鈴木明子が受けたスタンディングオベーション。
「五輪シーズンのプログラムなので、音楽も時間をかけて選びました。有名な『オペラ座の怪人』に決めたときは、過去に多くの選手が滑ってきた曲なので難しいのではないかという気持ちもありました。でもここで滑ってみて観客からすごくいい反応をもらい、助けてもらいました。今シーズンを戦っていくのに良いプログラムだと思います」
10月27日、スケートカナダの会見で鈴木明子はそう語った。SPの3位からひとつ順位を上げて総合2位。GPシーズンの出だしとしては悪くないスタートである。

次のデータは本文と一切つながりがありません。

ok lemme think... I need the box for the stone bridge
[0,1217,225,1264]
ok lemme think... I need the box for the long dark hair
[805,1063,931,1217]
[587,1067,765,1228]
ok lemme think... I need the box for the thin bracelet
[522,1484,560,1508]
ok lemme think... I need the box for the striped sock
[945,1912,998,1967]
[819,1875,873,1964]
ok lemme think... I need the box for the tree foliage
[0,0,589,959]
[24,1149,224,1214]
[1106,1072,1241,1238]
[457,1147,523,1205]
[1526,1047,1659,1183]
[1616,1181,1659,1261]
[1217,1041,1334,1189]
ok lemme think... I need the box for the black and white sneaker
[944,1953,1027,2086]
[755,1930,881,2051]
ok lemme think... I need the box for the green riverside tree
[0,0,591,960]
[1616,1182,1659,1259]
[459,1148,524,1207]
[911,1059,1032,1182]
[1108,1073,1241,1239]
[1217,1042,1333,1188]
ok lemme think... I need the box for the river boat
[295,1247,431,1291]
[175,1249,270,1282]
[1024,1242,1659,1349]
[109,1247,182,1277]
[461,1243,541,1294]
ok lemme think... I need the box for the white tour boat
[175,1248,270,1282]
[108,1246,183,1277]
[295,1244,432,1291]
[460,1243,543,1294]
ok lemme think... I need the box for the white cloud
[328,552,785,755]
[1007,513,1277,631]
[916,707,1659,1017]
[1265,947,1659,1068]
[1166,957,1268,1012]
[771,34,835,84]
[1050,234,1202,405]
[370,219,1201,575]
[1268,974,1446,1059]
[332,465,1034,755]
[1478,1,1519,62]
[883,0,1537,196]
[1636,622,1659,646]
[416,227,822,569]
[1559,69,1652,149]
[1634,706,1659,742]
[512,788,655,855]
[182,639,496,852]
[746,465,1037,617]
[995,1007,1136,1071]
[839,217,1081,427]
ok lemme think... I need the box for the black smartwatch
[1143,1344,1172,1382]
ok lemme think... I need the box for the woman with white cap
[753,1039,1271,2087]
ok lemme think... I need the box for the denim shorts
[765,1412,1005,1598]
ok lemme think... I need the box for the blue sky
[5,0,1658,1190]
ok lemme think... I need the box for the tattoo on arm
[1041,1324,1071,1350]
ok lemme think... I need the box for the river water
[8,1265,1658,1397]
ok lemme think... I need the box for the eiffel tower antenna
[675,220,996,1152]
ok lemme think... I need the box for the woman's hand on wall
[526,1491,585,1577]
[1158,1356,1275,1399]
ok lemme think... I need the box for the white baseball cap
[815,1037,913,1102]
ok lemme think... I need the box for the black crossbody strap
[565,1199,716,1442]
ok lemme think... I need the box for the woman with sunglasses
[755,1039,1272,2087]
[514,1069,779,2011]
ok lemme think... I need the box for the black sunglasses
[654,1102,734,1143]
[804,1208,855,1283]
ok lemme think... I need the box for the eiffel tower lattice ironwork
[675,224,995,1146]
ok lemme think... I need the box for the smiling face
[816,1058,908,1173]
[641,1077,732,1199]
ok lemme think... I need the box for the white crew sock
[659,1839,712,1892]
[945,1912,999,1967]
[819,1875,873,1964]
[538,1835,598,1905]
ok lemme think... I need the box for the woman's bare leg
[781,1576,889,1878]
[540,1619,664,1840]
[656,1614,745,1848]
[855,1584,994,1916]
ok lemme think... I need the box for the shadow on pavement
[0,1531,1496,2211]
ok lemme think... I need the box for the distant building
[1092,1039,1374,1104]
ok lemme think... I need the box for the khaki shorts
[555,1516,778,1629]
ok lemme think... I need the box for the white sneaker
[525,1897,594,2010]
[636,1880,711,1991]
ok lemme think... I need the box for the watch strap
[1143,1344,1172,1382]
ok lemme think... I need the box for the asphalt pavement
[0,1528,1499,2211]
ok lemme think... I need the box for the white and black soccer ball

SP「愛の賛歌」では3+3トウループに挑戦したが、2つ目のジャンプが回転不足に。フリー「オペラ座の怪人」では出だしの3フリップでステップアウトしてしまったものの、しっかり持ち直して2アクセル+3トウループ(回転不足の判定)+2トウループを跳んだ。コレオステップのシークエンス(ステップの採点基準のひとつ)では、会場内から拍手がわき、演技が終わるとセントジョンの観客たちはスタンディングオベーションで鈴木を讃えた。
安定した強さで鈴木が3度目の銀メダルを獲得!
スケートカナダは3度続けて銀メダルで、何か縁を感じるか、と聞かれるとこう答えた。
「銀メダルコレクターと言われてしまいそうですけれど(苦笑)。3年とも、優勝したのは若手の選手でした。でも今回は自分の演技に集中していた。若い2人は自分より難しいジャンプを構成の中に入れていたことを知っていましたので」
今回優勝したのはロシアの新鋭、15歳のユリア・リプニツカヤだった。
3ルッツ+3トウループなど、7回の3回転ジャンプをノーミスで成功させてSP2位から逆転。初のシニアGPタイトルを手にした。
2年前はやはりロシアの新鋭エリザベータ・トゥクタミシェワ、昨年度はカナダの新人、ケイトリン・オズモンドが優勝している。だがこうした才能ある若手たちの成績がなかなか安定しない中で、鈴木はひたすらベテランらしく、一定のレベルを保ってきていた。